Last month we brought you a surprising story about the iPad 2. While most Apple products get a price reduction with the launch of their next-generation successor, one thing they don't get is a hardware upgrade. It turned out, though, that with the launch of the new iPad the iPad 2 got a processor upgrade.
The iPad 2's new processor, which is the same as the processor found in the third-generation Apple TV, is effectively the same as the A5 chip that was originally in the iPad 2 (and iPhone 4S). The difference is that it has been "ported" to Samsung's new 32nm HMKG manufacturing process. As such, the chip's performance isn't greatly effective. That is, the 32nm chip isn't faster than the original version. The big difference is an increase in energy efficiency. At the time, there was speculation that iPad users might see an improvement in battery life.
Now AnandTech has confirmed that that is the case. The updated iPad 2 does show an improvement in battery life. According to AnandTech's tests, the updated iPad 2 performed better than both the original iPad 2 and the new iPad when playing a graphics- and power-intensive game - Infinity Blade II. While the new iPad lasted for 5.58 hours, the updated iPad 2 lasted nearly 8 hours.
(A quick note on terminology: "iPad 2,4" is Apple's official model designation for the updated iPad 2. The iPad 2,1 is the wi-fi only model of the original iPad 2. The iPad 2,2 and iPad 2,3 are the AT&T and Verizon 3G models, respectively.)
The iPad 2,4 showed similar results during a lower-intensity game. They also tested video playback capabilities. To test the various iPads, they took a 720p High Profile H.264 video of Harry Potter and the Deathly Hallows. Removing the credits gave the movie a run time of exactly one hour and fifty-eight minutes. The movie was played in a loop until each tablet died. The iPad 2,4 beat the iPad 3 by over four hours, and the original iPad 2 by over two hours.
The iPad 2,4 gets a performance boost in another area, too. You may recall a bit of controversy surrounding the new iPad shortly after its launch in mid-March. There were reports that the tablet got excessively hot, though that turned out to be a common tablet problem, not just an iPad problem. Well, it looks like the iPad 2,4 beats both its predecessor and successor in this department as well. After an hour of playing Infinity Blade II, the iPad 2,4 was a full degree (Celsius) cooler that the original iPad 2, and almost nine degrees cooler than the new iPad.

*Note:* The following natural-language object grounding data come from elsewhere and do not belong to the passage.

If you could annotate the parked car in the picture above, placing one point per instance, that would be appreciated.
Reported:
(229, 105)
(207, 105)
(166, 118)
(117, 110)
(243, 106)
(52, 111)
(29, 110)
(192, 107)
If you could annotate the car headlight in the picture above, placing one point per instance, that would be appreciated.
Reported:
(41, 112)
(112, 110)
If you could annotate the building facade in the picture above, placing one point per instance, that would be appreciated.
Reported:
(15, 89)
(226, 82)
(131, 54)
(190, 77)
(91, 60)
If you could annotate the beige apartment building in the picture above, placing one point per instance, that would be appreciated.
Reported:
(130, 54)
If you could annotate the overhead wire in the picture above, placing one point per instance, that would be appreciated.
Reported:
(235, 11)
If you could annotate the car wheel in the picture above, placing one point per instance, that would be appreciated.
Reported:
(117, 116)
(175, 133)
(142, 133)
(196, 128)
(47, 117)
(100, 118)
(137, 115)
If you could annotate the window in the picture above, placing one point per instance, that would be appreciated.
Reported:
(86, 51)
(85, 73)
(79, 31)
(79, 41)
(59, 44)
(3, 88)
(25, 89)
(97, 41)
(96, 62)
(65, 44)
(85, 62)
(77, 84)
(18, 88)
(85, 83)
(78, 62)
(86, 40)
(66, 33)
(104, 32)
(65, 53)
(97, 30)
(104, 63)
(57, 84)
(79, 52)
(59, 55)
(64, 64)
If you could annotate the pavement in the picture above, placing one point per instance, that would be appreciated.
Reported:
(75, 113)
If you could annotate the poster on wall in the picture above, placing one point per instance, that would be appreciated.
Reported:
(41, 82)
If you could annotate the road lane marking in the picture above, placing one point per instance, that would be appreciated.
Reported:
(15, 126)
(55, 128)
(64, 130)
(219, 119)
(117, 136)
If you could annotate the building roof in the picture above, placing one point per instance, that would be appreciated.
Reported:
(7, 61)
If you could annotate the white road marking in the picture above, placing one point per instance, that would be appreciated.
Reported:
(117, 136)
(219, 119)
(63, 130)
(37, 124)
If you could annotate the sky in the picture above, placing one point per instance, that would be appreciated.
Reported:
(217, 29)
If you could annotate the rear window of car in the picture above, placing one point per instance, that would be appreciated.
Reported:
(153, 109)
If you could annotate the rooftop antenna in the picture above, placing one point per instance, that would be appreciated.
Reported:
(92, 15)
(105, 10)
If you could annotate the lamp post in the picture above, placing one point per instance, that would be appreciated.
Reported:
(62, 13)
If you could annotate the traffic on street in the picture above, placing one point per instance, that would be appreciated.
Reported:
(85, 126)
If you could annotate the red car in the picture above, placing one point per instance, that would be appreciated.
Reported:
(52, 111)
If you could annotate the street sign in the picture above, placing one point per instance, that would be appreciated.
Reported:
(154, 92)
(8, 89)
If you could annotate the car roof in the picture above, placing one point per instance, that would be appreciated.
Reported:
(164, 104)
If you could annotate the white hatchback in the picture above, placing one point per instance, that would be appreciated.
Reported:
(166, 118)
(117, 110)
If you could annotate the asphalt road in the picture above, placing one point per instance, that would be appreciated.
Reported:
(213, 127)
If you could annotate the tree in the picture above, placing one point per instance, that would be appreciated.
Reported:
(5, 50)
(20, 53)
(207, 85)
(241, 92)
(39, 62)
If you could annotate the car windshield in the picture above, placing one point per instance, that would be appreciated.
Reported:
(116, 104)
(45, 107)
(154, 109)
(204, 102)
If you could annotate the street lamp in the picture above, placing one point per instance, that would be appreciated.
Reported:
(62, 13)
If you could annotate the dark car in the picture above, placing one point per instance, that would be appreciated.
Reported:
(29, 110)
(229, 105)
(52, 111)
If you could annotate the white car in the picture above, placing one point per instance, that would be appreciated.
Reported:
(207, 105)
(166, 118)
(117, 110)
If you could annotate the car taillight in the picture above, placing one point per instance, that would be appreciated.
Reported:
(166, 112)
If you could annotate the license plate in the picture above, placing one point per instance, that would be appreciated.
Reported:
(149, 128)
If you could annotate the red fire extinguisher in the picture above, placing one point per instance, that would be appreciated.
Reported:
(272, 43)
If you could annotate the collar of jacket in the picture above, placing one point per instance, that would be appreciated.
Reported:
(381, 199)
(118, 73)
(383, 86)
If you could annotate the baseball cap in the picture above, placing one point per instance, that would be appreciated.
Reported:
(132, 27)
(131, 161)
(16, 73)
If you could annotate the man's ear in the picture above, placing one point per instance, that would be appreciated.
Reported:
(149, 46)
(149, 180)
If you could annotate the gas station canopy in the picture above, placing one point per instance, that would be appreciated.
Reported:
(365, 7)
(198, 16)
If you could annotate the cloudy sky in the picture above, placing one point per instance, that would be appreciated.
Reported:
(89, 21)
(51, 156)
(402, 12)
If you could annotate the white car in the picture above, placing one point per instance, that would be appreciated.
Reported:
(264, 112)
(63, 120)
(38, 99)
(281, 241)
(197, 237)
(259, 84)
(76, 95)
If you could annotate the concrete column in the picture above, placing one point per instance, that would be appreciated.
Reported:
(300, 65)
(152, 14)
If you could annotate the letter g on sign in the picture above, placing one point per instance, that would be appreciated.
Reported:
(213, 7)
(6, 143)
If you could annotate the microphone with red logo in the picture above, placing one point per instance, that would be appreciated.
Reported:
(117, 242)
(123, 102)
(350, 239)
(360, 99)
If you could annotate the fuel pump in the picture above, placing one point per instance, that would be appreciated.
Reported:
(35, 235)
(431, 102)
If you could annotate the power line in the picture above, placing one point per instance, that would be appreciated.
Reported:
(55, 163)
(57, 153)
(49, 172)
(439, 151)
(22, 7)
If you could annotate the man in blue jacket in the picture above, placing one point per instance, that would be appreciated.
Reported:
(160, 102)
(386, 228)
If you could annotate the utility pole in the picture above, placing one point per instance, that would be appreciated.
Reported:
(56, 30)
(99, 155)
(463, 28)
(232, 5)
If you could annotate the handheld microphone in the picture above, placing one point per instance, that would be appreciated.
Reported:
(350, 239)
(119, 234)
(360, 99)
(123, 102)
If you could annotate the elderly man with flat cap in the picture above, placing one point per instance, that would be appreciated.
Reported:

With all the performance enhancements that come with the iPad 2,4's updated processor, you might be inclined to go out and get one instead of a new iPad. The iPad 2, after all, starts at only $399. Unfortunately, it's not quite as simple as walking into an Apple Store or any other retailer and just picking one of these up off the shelf. For one thing, there is no discernable difference between an iPad 2,4 and an iPad 2,1-3. From the outside the tablets themselves are identical, and the boxes are identical. Nor does there appear to be any difference in model number or any other feature you might be able to access before you buy one. In fact, the only way to be sure - apart from running one of these tests - is installing a utility like Geekbench and having it check for the actual model number of the device.
What's more, AnandTech made several attempts to get their hands on these new iPads, and only came up with the one they used for testing, which suggests that there aren't all that many of these in circulation.
Would you consider getting an iPad 2 instead of a new iPad if it meant you could get the enhanced processor?